Exchange functionals based on finite uniform electron gases

TL;DR

This paper introduces a new exchange functional based on finite uniform electron gases, extending LDA to incorporate the Fermi hole curvature, and demonstrates its integration with GGA and MGGA functionals for improved atomic and molecular calculations.

Contribution

The paper presents a novel generalized local-density approximation (GLDA) functional using only density and Fermi hole curvature, and introduces factorizable MGGAs (FMGGAs) by coupling with GGA functionals.

Findings

The new functional performs well for atoms and molecules.

It can be combined with GGA to form advanced meta-GGA functionals.

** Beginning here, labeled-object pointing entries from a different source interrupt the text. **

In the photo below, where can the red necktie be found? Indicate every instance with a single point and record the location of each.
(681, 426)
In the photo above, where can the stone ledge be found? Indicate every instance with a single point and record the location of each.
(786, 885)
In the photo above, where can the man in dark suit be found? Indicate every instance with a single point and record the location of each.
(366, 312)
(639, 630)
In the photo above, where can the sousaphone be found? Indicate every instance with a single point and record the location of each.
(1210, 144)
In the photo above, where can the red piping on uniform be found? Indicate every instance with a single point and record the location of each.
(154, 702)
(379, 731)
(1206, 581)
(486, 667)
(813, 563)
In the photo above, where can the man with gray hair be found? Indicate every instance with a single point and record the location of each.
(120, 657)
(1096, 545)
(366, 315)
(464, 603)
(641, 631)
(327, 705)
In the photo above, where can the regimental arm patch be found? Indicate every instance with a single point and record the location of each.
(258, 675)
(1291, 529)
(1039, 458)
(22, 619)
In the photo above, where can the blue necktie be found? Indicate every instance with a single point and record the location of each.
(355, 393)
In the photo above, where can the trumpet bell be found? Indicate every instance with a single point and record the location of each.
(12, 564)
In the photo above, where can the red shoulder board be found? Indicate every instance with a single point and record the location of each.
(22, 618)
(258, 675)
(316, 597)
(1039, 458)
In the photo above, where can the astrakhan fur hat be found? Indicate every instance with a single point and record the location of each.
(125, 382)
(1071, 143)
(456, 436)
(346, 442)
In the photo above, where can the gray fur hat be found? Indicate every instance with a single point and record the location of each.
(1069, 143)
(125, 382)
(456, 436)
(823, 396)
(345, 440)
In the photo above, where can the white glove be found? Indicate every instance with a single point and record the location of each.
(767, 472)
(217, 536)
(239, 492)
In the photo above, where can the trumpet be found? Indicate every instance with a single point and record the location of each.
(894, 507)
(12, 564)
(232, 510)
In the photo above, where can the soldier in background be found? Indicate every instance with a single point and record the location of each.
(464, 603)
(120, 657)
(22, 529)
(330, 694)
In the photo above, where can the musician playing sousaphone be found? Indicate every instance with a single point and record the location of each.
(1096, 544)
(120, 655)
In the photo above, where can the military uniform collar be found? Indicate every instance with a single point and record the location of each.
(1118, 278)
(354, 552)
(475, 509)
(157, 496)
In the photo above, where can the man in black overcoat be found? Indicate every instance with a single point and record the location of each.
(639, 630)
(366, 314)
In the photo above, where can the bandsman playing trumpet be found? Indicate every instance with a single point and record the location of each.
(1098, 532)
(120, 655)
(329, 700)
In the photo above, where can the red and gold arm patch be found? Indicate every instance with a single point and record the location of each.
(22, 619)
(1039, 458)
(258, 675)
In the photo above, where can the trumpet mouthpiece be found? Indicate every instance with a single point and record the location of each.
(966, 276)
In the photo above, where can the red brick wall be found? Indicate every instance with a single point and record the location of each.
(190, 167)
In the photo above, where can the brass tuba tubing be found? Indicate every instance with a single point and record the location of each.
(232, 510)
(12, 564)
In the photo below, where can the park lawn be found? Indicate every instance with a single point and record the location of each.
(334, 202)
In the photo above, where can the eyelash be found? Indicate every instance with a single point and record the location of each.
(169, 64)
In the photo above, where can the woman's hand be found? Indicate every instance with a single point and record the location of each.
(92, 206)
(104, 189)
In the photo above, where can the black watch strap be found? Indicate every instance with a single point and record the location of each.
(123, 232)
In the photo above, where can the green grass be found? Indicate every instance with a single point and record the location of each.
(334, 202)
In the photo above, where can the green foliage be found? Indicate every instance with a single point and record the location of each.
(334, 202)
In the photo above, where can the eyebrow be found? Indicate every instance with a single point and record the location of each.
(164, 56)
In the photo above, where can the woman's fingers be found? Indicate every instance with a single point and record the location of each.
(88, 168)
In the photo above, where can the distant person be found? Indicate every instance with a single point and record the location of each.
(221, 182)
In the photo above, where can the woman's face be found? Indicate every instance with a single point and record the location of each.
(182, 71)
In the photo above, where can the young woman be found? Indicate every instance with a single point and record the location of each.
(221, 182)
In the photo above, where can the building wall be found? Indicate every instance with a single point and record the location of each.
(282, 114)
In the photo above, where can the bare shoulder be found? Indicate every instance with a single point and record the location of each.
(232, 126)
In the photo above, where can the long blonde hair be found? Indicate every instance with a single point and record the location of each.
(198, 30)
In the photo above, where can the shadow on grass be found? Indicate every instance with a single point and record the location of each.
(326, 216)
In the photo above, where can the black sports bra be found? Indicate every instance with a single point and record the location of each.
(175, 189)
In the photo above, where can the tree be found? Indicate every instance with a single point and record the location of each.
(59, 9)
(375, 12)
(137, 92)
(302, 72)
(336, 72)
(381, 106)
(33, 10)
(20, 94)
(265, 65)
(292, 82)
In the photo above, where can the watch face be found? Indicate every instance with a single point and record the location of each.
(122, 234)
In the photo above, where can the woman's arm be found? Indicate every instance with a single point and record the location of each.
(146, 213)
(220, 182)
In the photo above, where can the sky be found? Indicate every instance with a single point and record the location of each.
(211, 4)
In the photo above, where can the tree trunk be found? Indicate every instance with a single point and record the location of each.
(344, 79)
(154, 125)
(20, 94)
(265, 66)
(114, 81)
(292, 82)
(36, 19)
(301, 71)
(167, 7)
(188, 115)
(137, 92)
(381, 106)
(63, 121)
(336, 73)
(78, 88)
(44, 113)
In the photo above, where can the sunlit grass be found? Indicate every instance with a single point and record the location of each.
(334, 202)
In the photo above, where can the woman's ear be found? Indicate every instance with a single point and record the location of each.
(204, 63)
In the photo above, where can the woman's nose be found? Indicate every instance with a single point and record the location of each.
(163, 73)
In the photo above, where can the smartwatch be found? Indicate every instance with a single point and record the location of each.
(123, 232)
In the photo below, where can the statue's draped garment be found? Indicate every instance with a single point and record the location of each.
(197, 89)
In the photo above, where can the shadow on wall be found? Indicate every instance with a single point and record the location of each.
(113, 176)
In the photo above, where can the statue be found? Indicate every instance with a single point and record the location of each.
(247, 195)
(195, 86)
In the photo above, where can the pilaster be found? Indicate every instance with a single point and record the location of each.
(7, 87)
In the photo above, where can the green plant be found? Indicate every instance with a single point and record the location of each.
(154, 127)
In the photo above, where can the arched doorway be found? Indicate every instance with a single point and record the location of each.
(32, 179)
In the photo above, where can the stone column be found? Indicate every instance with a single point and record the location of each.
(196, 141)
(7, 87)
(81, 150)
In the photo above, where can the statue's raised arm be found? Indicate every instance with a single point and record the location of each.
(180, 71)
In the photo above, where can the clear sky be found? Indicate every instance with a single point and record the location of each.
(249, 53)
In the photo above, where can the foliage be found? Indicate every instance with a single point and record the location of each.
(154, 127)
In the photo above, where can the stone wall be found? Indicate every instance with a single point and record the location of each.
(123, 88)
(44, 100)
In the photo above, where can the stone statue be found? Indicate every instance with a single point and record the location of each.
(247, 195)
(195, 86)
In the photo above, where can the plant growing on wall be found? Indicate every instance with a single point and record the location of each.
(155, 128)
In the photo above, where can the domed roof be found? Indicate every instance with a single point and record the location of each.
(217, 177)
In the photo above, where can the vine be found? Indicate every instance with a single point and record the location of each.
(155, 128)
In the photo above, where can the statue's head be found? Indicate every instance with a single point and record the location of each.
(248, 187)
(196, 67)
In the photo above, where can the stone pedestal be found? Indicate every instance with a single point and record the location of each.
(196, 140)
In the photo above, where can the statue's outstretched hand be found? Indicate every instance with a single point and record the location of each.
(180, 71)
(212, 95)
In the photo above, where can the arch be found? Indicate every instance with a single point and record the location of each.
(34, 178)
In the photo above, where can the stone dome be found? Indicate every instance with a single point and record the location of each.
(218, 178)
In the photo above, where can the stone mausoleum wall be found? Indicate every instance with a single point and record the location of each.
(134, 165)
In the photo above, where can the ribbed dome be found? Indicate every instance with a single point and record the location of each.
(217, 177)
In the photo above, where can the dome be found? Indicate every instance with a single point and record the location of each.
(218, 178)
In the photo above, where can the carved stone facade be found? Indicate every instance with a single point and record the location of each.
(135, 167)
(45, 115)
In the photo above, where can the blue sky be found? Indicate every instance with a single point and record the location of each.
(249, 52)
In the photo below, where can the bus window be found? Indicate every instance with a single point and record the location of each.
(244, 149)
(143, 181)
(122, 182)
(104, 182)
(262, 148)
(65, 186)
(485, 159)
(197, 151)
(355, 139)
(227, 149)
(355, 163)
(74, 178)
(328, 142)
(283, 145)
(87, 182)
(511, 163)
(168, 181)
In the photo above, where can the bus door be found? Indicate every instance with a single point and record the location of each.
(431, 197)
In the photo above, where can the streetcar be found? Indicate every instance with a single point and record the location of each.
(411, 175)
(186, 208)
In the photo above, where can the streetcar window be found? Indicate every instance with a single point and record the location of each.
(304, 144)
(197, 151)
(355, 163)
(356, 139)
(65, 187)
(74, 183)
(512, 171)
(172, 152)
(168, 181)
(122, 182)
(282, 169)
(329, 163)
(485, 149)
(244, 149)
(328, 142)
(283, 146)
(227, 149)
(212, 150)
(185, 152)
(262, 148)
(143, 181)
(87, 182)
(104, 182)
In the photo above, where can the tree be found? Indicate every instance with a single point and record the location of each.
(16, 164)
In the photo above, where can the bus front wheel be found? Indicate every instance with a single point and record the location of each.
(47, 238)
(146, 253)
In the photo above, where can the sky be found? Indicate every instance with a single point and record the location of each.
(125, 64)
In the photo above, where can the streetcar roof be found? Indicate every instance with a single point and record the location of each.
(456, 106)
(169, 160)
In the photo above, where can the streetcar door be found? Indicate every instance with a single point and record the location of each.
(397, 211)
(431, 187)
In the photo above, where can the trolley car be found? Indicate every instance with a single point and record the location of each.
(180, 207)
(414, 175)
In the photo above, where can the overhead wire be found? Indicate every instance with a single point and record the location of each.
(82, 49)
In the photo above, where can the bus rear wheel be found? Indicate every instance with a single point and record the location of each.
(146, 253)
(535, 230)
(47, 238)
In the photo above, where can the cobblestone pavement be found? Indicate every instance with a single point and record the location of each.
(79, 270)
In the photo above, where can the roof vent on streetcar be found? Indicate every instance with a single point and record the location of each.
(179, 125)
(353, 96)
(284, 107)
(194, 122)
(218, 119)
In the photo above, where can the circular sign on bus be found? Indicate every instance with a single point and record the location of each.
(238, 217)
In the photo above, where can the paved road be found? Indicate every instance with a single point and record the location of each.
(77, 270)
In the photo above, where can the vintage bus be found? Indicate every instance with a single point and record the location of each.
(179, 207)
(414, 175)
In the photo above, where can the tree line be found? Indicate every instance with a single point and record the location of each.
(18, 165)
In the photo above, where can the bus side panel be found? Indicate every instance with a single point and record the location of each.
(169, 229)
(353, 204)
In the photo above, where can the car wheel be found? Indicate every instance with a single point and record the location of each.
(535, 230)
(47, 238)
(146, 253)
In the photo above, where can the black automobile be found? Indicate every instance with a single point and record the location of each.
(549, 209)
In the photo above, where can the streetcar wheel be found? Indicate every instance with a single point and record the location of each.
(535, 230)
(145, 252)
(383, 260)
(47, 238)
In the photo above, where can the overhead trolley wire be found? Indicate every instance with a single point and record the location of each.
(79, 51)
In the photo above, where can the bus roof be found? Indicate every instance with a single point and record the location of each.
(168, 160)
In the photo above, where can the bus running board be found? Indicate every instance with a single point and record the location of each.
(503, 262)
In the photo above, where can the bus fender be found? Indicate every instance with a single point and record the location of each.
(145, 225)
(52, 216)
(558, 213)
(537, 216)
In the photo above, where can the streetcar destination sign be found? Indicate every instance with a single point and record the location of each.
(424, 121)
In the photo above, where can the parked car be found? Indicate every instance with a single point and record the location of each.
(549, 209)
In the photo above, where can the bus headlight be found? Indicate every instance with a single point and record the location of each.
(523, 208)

Comparisons show competitive accuracy with existing functionals.

Abstract

We show how one can construct \alert{a simple} exchange functional by extending the well-know local-density approximation (LDA) to finite uniform electron gases. This new generalized local-density approximation (GLDA) functional uses only two quantities: the electron density $\rho$ and the curvature of the Fermi hole $\alpha$. This alternative "rung 2" functional can be easily coupled with generalized-gradient approximation (GGA) functionals to form a new family of "rung 3" meta-GGA (MGGA) functionals that we have named factorizable MGGAs (FMGGAs). Comparisons are made with various LDA, GGA and MGGA functionals for atoms and molecules.